The Second Cornish Uprising of 1497 is a popular Cornish uprising that took place in Cornwall .
Background
Perkin Warbeck , an impostor and illegal pretender to the English throne during the reign of King Henry VII . He claimed to be Richard Shrewsbury, the Duke of York , the youngest son of King Edward IV , one of the so-called " princes in the Tower ." Warbeck became a serious threat to the recently (at that time) reigning Tudor dynasty and managed to gain support outside of England.
In 1497, a Cornish popular uprising broke out in Cornwall, displeased with tax increases.
History
In the spring of 1497, the first rebellion was brutally crushed, but the unstable situation in England and in Cornwall itself inspired Perkin Warbeck to take advantage of the situation.
Warbeck promised the residents of Cornwall to abolish established predatory taxes. The Cornish nobility who suffered heavy losses warmly welcomed Warbeck; in the city of Bodmin, he was proclaimed King Richard VI. [1] The Kornites, under the banner of the newly-minted “king,” gathered a six-thousand-strong army and marched on Exeter before heading to Taunton . [2]

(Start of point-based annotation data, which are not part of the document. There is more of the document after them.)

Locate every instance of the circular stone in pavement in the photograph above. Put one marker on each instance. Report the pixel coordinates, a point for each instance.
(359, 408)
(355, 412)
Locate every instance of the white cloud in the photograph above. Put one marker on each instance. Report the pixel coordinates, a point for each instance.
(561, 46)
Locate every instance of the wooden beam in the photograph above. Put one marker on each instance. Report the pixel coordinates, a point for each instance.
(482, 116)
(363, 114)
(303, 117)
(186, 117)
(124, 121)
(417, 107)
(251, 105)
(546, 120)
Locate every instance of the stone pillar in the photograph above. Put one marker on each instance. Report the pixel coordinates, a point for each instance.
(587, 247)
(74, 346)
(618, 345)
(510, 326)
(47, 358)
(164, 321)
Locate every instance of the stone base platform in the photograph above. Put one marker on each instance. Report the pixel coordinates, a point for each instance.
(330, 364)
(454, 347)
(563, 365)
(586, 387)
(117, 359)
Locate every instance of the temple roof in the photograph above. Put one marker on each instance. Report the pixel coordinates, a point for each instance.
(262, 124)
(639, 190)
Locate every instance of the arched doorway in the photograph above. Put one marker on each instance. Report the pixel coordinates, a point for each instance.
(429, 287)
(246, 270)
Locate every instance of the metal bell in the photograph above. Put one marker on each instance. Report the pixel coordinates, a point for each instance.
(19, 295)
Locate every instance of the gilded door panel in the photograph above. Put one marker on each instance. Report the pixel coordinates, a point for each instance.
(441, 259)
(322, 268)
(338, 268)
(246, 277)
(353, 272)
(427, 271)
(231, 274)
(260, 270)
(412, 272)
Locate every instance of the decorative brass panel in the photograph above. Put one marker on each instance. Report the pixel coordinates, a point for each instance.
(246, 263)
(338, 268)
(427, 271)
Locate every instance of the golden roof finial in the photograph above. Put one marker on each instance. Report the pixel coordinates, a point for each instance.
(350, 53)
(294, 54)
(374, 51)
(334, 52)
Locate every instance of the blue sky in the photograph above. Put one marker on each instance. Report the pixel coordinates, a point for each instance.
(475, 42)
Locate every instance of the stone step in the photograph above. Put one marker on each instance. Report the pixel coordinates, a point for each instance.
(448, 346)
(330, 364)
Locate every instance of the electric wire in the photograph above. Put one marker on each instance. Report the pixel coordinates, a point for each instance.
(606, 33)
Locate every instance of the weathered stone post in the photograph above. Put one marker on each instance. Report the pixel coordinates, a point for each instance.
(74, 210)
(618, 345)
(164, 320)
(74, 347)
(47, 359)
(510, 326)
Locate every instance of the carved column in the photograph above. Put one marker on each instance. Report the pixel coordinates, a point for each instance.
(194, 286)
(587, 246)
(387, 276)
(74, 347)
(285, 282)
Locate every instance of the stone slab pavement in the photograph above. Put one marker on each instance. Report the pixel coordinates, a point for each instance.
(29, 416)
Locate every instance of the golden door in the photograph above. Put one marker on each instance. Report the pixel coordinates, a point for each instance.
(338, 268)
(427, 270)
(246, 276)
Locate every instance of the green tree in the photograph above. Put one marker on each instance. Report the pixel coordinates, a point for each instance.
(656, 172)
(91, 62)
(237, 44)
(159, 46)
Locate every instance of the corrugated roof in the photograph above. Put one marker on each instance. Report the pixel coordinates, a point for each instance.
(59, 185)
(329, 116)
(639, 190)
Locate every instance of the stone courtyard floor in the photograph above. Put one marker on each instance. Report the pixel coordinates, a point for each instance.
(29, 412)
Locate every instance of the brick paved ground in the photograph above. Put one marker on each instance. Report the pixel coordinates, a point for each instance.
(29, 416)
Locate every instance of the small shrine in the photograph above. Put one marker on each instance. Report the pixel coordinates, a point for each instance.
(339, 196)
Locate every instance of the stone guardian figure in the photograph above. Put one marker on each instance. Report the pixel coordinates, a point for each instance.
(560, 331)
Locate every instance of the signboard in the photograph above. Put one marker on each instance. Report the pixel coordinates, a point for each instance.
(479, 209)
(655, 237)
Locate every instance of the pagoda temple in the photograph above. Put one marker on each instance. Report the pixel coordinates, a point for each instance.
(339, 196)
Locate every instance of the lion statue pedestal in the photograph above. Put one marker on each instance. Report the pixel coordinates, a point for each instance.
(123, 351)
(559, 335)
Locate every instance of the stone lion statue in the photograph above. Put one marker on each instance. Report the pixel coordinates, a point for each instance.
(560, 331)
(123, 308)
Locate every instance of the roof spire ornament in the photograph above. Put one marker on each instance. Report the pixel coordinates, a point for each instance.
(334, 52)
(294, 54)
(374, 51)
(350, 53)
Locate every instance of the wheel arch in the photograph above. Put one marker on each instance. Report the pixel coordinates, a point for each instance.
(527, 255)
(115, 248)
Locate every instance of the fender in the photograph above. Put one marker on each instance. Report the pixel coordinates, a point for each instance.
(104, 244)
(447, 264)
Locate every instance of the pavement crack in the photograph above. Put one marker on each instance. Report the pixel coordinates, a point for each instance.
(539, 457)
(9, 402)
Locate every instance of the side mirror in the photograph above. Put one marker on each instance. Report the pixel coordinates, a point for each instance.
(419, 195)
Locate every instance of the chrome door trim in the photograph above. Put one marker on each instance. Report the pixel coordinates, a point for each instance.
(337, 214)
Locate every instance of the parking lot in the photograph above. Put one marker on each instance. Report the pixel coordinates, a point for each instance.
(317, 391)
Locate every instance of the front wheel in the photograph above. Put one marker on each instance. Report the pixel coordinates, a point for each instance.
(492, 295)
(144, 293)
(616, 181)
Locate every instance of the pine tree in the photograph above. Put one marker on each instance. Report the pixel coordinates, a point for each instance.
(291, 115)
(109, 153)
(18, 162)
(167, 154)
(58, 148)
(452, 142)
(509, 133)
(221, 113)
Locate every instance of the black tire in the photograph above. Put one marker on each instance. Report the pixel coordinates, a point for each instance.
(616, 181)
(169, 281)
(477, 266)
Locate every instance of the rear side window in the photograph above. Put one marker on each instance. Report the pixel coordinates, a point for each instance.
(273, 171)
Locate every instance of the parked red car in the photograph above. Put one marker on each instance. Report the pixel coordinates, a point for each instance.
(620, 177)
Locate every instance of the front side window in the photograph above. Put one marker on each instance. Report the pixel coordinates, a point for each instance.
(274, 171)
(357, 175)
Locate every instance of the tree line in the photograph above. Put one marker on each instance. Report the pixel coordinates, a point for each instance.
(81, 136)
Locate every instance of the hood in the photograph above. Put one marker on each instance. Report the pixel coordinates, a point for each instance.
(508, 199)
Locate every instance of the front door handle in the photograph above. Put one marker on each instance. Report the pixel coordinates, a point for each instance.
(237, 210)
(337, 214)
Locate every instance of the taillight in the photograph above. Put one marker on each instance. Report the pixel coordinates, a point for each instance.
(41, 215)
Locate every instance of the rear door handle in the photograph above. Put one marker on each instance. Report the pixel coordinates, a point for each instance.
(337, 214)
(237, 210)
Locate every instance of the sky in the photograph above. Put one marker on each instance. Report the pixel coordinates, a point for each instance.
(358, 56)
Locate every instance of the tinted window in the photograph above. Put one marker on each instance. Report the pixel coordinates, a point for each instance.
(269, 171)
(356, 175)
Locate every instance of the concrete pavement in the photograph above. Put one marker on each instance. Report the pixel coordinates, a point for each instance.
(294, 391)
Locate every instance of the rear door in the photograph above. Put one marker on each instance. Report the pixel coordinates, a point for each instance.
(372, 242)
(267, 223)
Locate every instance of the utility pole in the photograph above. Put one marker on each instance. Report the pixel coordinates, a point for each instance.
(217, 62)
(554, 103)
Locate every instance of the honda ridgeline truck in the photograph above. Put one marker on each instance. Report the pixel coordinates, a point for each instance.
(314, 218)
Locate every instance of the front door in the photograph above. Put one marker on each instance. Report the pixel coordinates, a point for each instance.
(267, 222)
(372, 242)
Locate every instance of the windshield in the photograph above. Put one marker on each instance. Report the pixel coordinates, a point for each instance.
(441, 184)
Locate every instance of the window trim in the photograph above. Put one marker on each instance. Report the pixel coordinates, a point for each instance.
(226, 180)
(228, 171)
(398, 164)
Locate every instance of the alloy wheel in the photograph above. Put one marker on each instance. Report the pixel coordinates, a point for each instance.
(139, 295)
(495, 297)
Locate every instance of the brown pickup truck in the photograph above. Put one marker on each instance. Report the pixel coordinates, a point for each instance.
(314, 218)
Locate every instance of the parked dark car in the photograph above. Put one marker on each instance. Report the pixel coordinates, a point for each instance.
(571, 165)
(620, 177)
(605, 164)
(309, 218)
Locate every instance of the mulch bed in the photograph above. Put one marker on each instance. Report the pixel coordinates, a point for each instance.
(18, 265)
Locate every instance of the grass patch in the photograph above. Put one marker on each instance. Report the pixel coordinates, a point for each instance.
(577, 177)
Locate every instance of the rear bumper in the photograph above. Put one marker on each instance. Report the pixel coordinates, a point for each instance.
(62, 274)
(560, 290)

Henry VII sent his general Lord Daubni, who had previously participated in the suppression of the Korni uprising, to attack the newly assembled army. Warbeck, learning about the king's spies and assuming that Henry knew everything about his plans, panicked and left the army of rebels. As a result, Warbeck was captured by the royal forces in the abbey of Buglia and imprisoned in Taunton. Then he was transferred to London, where he was seated on a horse under the ridicule of the townspeople. [3] On October 4, the army of the king forced the army of rebels to surrender, the instigators were executed, the rest were subjected to a huge fine of 15 thousand pounds at that time. November 23, 1499, "King Richard" from the Tower was sent to Tyburn . In Tyburn he was elevated to the scaffold, where he confessed to a crime against the crown and was hanged. [4] [5]
Notes
- ↑ Cornwall timeline 1497 Archived on June 19, 2006.
- ↑ Cornwall , Philip Payton (1996), Fowey: Alexander Associates
- ↑ Channel 4 - Perkin Warbeck
- ↑ Perkin Warbeck Archived December 19, 2007.